During his press conference on Wednesday, Fed Chairman Ben Bernanke said the amount of Treasury and mortgage debt the central bank purchases could be varied according to the strength of the economy. So far, though, five months - to February - of job creation over 200,000 hasn't warranted a reduction. Bernanke also expressed concern that fiscal tightening would slow output, citing a Congressional Budget Office estimate that measures enacted so far could knock 1.5 percentage points off GDP growth.
 
Meanwhile, the Federal Open Market Committee expects "a considerable time" to elapse after asset purchases are terminated before interest rates start rising. Indeed, only five of the committee's 19 members foresee any increase before the end of 2014. All but one, however, expect rates to start moving up by the end of 2015. The trajectory, in some cases, is quite aggressive. The mean outlook for December 2015 tallies at 1.35 per cent, though individual members anticipate short-term rates as high as 4.5 per cent.
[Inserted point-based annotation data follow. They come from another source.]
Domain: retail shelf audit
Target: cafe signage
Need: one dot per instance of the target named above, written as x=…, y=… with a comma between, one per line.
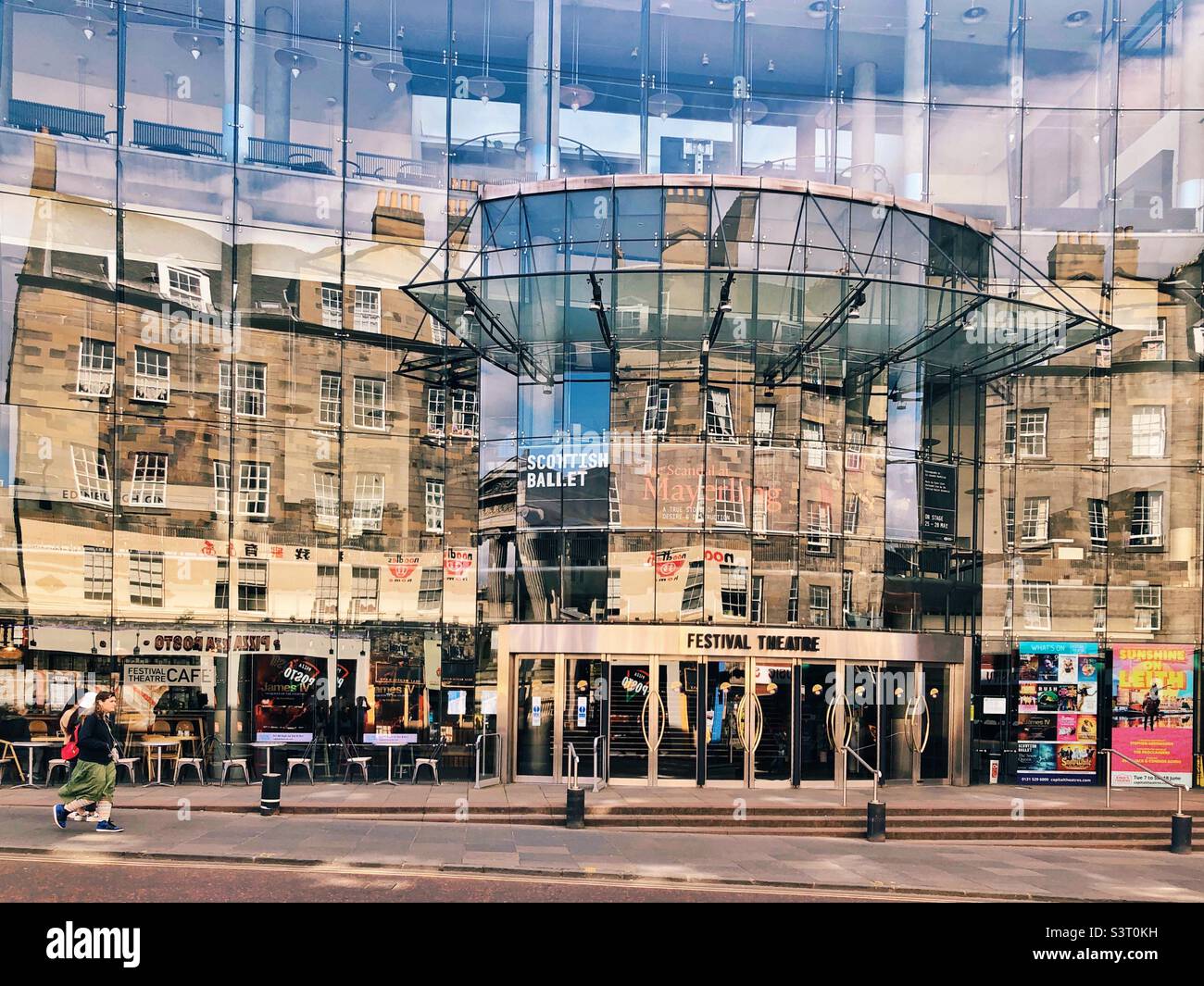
x=179, y=676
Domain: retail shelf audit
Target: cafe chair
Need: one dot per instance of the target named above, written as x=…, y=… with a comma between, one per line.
x=195, y=762
x=8, y=757
x=232, y=762
x=353, y=758
x=129, y=762
x=432, y=761
x=304, y=761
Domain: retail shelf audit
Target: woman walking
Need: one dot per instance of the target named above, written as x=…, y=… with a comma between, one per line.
x=94, y=777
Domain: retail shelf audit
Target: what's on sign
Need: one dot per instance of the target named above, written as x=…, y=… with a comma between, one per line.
x=179, y=676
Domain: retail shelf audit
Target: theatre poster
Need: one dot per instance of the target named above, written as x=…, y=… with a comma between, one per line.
x=1152, y=713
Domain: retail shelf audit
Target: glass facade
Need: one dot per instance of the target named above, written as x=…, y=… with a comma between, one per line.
x=233, y=440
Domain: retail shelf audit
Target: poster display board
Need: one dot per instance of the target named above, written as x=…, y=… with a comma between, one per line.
x=1058, y=721
x=1154, y=713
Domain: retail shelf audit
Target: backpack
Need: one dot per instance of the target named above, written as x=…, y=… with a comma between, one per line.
x=71, y=748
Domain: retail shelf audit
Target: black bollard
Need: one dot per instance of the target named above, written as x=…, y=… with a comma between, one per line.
x=875, y=821
x=1180, y=833
x=270, y=794
x=574, y=810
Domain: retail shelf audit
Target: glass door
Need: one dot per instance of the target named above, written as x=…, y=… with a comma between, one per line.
x=677, y=730
x=631, y=728
x=726, y=722
x=771, y=721
x=818, y=722
x=584, y=690
x=534, y=694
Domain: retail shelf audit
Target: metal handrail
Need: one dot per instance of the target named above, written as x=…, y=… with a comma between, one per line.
x=874, y=770
x=573, y=768
x=600, y=766
x=480, y=748
x=1179, y=788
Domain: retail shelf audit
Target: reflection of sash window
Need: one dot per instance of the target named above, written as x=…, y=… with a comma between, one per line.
x=691, y=597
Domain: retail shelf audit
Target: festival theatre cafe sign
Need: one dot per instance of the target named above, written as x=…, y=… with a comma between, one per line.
x=719, y=642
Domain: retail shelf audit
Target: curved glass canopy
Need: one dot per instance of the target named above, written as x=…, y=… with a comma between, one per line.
x=758, y=280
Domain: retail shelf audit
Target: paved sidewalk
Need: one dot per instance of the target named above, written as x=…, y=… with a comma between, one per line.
x=962, y=869
x=412, y=800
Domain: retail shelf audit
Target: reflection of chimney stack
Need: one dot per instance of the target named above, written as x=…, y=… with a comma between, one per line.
x=1126, y=252
x=398, y=216
x=1076, y=256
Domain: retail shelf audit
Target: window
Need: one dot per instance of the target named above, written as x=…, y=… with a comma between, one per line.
x=368, y=309
x=1010, y=433
x=434, y=505
x=330, y=400
x=1036, y=605
x=251, y=389
x=762, y=424
x=254, y=480
x=657, y=408
x=854, y=449
x=325, y=601
x=759, y=509
x=325, y=499
x=185, y=285
x=1034, y=426
x=1035, y=526
x=152, y=376
x=1148, y=607
x=1097, y=521
x=368, y=404
x=97, y=573
x=1148, y=431
x=1154, y=345
x=93, y=484
x=1145, y=524
x=368, y=507
x=729, y=501
x=436, y=411
x=819, y=605
x=734, y=590
x=851, y=513
x=95, y=373
x=221, y=488
x=149, y=486
x=464, y=414
x=221, y=585
x=253, y=586
x=813, y=445
x=719, y=414
x=819, y=528
x=430, y=590
x=691, y=596
x=145, y=578
x=332, y=307
x=757, y=613
x=365, y=590
x=1100, y=432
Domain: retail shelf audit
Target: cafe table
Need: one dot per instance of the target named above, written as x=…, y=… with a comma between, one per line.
x=32, y=744
x=157, y=744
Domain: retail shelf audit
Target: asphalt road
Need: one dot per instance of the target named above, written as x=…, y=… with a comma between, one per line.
x=31, y=879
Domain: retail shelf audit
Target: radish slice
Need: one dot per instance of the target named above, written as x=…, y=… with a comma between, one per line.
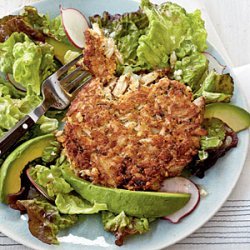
x=17, y=85
x=214, y=63
x=181, y=185
x=74, y=24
By then, the federal funds rate will have been virtually nil for over six years, and if the Fed keeps buying at this pace, its balance sheet could surpass $4 trillion. FOMC members are forecasting growth to be fairly robust and inflation at around two per cent. That suggests negative real interest rates may push up the prices of equities and other assets further. After such a lengthy period of ultra-cheap borrowing, the expected gap between short- and long-term rates will be deeply baked into the operations of many banks and other institutions.

Put it all together and a relatively rapid tightening easily could cause damaging financial ripples. Preparing the market, for example by winding down asset purchases sooner rather than later, would be a way to navigate a somewhat smoother course.